# Log in, log in, log in again?



## uzzieman (Dec 14, 2009)

Hello,

I don't know if this is as-designed or just an issue I am having. It's only this forum as I use several for different things, but I find I have to keep logging in all the time?

I have tried internet explorer and firefox and it's the same? If I click on the market place, or click on someone's profile, it asks me to log in. I log in and click another profile, I get asked again, I go to market place and get asked again, go to make a post and get asked again?

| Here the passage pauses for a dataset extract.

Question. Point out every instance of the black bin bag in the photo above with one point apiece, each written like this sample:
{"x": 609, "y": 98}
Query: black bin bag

Unsure if there are some different settings for this forums that I need to have on my IE/FF it's a tad annoying?

Anyone help?

Regards,

Uz


----------



## Hoggy (May 8, 2002)

Hi Uz, Cookies have to be enabled. Do you use any progs like CCleaner or Wincleaner as these will remove cookies unless told not to.
Hoggy.


----------



## uzzieman (Dec 14, 2009)

Hello 

Cookies are enabled, but it seems as you made the magical post, it appears to have stopped happening (touch wood). Very stange, as it ALWAYS does it .. except for in the last 10 minutes .. hmm!

Thanks,

Uz


----------



## kmpowell (May 6, 2002)

Ok, when you become 'logged out' does the '-' in between tt and forum in the web address disappear?

If it does, then that's your problem. Your cookie is setup for ********, where as you are trying to access it via a bookmark or link that is our temp address that has no hyphen.

If it is a bookmark, update your bookmark to the URL that has the hyphen.


----------



## uzzieman (Dec 14, 2009)

Ahh didn't notice the - thing! That's it!

Thanks D


----------